Most training of this sort aims at making sure that business continues as usual. However, mixing forms of training from one branch of learning with another is also the basis for novelty, for extending experience, endurance, perception. Historians of science have studied how new laboratory apparatus produces new objects and new relations, manifesting latencies and virtualities, stabilizing phenomena. Likewise, new self-disciplines can tap into, redirect, and transform what the philosopher William James called “the energies of men. Thus, “wisdom techniques” calls to mind techniques of transformation and discovery not only in the external world but also in the internal world. This therefore means openness to older, often forgotten forms of knowledge, which fall into categories that may seem a long way from “global warming” and “environmental change”: these include self-help, spiritual practice, and religion.
It is reasonable at this point to wonder what exactly a history and speculative exploration of bodily and mental practices have to do with the Anthropocene? Why this line of thinking, when what we need are concrete technical innovations ‒ or new forms of aesthetic representation ‒ or political strategies to allow experts, citizens, and even polluted oceans, disappearing species, and shrinking ice caps, to be heard above the usual clamor over national security and monetary profits?
Of course, we do need to work on technical and scientific, artistic, and political forms to address the environmental breakdown caused by runaway consumption. Nonetheless, the Anthropocene names a situation so multifaceted, fast-changing, and unpredictable that the usual forms of problem-solving and expert advice are insufficient. The roots of the situation lie beyond the domains of the natural sciences: they can be found at the level of human political and economic organization, but even more fundamentally, in the habits of thought, feeling, and action, in imaginations, cravings, commitments, attitudes, relationships with nature, views of the good life, and of what’s possible.
There cannot be a single solution for a “super wicked problem” like this. Instead, the question is how each of us, caught in the groove of our own training and experience, can deviate from our usual track sufficiently in order to hear and build upon the message coming from another track, or perhaps forge a new one.

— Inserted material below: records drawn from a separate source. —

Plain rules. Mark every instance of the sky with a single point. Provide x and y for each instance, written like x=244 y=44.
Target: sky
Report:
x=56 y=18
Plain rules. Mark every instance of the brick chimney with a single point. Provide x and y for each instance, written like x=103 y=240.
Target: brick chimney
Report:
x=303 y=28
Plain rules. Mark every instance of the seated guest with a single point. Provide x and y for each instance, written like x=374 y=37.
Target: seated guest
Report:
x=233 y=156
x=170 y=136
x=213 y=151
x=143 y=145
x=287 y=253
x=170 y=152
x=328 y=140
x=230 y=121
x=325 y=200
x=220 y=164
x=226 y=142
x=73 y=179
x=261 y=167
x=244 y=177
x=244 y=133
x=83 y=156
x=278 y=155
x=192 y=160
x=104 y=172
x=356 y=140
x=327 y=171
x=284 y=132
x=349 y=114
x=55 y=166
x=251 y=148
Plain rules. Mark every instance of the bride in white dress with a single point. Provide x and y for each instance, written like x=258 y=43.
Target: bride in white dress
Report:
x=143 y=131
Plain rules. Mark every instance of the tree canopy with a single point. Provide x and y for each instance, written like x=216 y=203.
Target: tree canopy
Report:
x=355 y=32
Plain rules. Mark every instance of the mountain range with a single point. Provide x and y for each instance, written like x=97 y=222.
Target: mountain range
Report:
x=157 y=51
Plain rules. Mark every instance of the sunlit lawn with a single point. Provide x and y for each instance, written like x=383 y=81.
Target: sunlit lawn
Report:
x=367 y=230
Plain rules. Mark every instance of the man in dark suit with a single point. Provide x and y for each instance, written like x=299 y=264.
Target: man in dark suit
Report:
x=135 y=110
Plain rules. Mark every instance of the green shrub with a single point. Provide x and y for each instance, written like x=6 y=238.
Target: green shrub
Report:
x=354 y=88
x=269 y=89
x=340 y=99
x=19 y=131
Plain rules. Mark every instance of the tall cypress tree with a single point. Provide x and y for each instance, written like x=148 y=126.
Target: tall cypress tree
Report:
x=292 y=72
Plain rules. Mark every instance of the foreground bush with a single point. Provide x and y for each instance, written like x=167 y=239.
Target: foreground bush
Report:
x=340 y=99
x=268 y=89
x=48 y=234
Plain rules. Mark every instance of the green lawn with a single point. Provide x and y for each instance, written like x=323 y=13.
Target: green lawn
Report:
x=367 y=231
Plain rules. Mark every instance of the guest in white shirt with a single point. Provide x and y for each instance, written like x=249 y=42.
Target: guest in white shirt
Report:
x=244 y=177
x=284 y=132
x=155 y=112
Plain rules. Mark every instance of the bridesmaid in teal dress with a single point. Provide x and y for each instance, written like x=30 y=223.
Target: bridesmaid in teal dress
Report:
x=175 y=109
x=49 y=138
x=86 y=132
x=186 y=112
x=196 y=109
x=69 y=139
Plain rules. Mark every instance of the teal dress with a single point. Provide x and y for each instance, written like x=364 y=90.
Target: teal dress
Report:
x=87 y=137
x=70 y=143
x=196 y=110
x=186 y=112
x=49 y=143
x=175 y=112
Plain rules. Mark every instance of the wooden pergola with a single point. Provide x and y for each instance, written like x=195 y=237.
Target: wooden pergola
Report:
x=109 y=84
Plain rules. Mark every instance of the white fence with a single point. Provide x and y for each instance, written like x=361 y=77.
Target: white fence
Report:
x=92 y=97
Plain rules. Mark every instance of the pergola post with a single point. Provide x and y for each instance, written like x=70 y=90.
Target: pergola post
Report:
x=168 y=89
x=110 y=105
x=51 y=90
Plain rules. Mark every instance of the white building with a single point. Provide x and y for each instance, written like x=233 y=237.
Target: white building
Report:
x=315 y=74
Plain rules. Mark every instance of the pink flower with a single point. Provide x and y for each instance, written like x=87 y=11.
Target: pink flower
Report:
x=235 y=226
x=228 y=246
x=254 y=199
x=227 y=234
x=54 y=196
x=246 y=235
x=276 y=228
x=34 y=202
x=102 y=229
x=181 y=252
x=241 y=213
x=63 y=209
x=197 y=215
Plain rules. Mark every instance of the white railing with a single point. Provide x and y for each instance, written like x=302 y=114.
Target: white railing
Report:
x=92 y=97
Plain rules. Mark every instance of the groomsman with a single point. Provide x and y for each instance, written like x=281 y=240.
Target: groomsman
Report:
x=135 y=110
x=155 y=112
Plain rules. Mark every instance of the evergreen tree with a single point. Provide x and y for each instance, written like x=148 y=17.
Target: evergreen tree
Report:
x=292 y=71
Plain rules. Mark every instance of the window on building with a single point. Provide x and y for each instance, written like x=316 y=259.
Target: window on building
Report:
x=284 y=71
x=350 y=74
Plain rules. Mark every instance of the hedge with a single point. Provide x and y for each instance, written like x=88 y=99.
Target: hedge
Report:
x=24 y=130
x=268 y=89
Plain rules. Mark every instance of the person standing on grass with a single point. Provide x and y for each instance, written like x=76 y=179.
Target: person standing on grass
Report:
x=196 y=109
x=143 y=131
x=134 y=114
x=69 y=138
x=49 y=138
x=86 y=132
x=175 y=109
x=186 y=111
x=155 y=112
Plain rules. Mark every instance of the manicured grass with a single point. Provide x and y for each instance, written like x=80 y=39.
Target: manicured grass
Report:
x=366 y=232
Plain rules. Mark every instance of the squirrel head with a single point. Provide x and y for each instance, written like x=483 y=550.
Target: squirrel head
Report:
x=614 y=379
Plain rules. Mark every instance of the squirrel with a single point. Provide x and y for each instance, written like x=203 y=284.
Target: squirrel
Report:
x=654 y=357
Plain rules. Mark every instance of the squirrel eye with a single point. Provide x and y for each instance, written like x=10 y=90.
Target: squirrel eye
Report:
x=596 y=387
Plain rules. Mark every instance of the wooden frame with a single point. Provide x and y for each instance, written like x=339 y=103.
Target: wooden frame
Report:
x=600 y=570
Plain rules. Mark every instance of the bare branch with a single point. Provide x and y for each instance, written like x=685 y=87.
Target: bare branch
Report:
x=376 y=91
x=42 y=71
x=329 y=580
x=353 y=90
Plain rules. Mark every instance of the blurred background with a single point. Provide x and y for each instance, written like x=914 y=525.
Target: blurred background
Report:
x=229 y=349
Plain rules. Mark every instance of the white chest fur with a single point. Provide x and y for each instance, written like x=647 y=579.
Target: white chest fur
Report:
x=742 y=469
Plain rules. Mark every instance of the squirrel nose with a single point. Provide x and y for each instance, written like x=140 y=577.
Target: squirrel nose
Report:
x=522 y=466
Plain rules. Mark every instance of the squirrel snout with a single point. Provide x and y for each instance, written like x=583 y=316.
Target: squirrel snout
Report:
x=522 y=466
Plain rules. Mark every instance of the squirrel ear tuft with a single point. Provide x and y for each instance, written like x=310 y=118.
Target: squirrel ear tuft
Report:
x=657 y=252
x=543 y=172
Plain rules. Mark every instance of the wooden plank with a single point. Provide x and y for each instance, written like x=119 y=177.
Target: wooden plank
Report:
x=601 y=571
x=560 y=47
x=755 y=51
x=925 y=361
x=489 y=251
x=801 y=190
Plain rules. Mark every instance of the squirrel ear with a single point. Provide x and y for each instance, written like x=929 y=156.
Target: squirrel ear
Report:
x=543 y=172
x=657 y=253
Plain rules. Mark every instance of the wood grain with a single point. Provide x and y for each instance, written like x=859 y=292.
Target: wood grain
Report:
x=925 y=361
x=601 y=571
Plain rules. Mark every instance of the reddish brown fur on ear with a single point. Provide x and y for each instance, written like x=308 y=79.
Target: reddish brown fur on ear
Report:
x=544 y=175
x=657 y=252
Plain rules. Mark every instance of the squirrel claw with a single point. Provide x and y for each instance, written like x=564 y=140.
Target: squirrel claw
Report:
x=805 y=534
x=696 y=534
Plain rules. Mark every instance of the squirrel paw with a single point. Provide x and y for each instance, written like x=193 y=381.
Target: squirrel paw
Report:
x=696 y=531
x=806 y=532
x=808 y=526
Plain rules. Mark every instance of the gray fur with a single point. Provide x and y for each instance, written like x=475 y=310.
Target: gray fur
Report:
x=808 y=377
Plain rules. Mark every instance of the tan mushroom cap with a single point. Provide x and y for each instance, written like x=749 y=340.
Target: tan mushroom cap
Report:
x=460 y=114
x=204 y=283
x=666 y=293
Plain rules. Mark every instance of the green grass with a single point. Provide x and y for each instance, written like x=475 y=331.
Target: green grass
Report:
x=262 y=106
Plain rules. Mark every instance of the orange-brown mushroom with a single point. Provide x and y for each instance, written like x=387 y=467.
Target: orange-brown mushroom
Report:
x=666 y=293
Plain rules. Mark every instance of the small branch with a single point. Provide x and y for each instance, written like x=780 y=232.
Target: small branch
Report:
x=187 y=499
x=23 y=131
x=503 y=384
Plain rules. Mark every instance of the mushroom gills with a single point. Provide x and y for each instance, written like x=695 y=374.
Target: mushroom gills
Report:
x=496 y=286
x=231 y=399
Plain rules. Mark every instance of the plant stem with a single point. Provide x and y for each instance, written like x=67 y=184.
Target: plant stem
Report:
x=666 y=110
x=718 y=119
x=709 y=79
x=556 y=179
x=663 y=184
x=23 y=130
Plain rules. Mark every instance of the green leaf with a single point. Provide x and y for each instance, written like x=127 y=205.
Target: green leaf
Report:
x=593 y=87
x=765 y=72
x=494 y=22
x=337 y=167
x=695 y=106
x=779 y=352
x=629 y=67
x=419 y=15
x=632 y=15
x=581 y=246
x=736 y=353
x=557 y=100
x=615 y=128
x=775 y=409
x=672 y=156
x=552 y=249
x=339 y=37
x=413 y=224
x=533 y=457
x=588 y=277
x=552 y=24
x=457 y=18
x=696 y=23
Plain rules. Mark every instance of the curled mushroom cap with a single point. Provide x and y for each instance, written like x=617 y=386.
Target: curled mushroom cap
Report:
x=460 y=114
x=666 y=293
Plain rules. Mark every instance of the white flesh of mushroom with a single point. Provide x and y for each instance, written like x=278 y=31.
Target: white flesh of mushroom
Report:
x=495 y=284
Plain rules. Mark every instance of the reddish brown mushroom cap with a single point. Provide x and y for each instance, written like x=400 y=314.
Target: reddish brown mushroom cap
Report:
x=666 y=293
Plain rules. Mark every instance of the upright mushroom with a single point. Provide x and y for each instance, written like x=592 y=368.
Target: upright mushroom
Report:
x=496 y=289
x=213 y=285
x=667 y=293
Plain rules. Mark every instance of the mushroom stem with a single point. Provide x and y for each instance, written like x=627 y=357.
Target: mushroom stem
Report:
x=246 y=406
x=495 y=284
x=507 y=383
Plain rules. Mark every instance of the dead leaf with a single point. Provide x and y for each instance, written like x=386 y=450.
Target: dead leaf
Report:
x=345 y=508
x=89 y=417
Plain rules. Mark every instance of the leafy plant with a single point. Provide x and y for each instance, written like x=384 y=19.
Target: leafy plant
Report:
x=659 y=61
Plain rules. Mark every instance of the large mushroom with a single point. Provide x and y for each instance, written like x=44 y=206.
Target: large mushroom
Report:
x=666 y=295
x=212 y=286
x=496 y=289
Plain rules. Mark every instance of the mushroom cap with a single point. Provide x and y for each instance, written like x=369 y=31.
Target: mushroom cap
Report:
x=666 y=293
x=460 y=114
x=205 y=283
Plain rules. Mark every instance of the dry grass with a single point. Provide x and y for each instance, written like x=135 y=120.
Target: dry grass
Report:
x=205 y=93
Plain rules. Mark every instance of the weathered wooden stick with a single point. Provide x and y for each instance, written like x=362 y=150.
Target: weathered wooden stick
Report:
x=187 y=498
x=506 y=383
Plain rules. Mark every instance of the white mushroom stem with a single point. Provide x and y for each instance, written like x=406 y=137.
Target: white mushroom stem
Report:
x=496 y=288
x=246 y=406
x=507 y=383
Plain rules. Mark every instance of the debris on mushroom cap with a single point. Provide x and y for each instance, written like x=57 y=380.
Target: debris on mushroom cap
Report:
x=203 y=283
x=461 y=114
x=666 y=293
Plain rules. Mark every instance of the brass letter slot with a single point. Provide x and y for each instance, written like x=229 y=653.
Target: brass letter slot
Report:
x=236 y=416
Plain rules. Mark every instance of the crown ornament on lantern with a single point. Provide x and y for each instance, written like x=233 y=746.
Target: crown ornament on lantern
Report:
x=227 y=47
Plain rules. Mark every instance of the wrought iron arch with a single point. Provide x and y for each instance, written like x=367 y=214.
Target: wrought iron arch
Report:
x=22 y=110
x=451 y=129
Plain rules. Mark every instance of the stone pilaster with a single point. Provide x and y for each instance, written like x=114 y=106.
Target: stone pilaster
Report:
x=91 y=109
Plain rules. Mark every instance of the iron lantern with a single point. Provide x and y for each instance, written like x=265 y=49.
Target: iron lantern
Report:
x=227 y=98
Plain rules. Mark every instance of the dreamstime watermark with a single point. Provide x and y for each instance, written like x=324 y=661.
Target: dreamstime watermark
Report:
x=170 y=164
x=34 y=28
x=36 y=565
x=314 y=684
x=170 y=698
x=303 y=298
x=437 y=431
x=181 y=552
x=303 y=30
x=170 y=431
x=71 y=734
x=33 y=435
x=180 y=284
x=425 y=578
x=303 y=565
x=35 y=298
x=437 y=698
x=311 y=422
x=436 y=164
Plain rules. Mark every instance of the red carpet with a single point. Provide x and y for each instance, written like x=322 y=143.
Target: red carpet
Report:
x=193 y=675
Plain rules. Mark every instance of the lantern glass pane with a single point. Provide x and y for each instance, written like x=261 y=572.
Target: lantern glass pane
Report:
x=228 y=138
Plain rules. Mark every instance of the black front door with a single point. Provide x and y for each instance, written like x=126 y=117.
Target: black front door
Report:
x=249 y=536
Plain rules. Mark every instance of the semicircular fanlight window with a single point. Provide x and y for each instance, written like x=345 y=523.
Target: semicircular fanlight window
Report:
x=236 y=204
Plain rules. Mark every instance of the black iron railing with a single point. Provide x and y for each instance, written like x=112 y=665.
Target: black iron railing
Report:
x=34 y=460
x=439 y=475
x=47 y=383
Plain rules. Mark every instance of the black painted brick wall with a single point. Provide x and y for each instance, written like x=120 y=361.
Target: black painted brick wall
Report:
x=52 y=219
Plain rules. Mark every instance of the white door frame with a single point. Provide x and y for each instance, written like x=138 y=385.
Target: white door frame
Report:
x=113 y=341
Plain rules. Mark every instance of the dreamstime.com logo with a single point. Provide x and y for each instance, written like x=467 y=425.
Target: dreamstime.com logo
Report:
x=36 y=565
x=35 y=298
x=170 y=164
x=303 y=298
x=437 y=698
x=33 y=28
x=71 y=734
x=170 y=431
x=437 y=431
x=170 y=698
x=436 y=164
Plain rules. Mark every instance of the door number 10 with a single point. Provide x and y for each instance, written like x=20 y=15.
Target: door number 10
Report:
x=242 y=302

Additionally, we need new ways of sensing the relationships we already hold, yet which remain invisible or outside our consciousness. These are the relationships, for example, between staying in the dark or switching on a light, driving or taking public transportation, relationships between our desire for comfort for ourselves and our families and friends, and the production of greenhouse gases and the filling up of the landfills.
But awareness of these relationships often takes place at a level prior to representations ‒ whether arguments, facts, or even striking artistic realizations: instead, now, it’s at a level of sensing invisible connections, learning to register their impact without words, even without symbols. Perhaps they even require new senses and modes of attunement.
The question is how to sink new perceptions and attunements into the body and the mind and make them hold. An essential point about disciplines and anthropotechniques is that they are not a one-time thing, not a single event: they are long-term, even a life-long training, with heavy demands on personal time and patience. They are about testing—as in Benedict Spinoza’s phrase—what a body can do What happens if we repeat this phrase, if we maintain this pose, if we pay attention to our breathing, and quiet our thoughts; what if we visualize this form for just a little longer? What experience awaits us, what new way of being? What new flexibility or sensitivity becomes possible after repeating these courses of training, after making them daily habits?
Such techniques pass outside or beyond the communication of facts ‒ possibly even beyond practical skill, or even prudence and phronesis. These techniques are about knowing with expanded and deepened senses—some of which may be beyond the verifiably biophysical. They may involve knowing not just what to do and say, but how to refrain from action, when and how to remain silent, how to weigh different ways of knowing, and adapt them to shifting demands. They may even help develop something like the “wisdom” in this contribution’s title. This may seem like a new way of talking about science, technology, art, and religion but, actually, it is also among the oldest.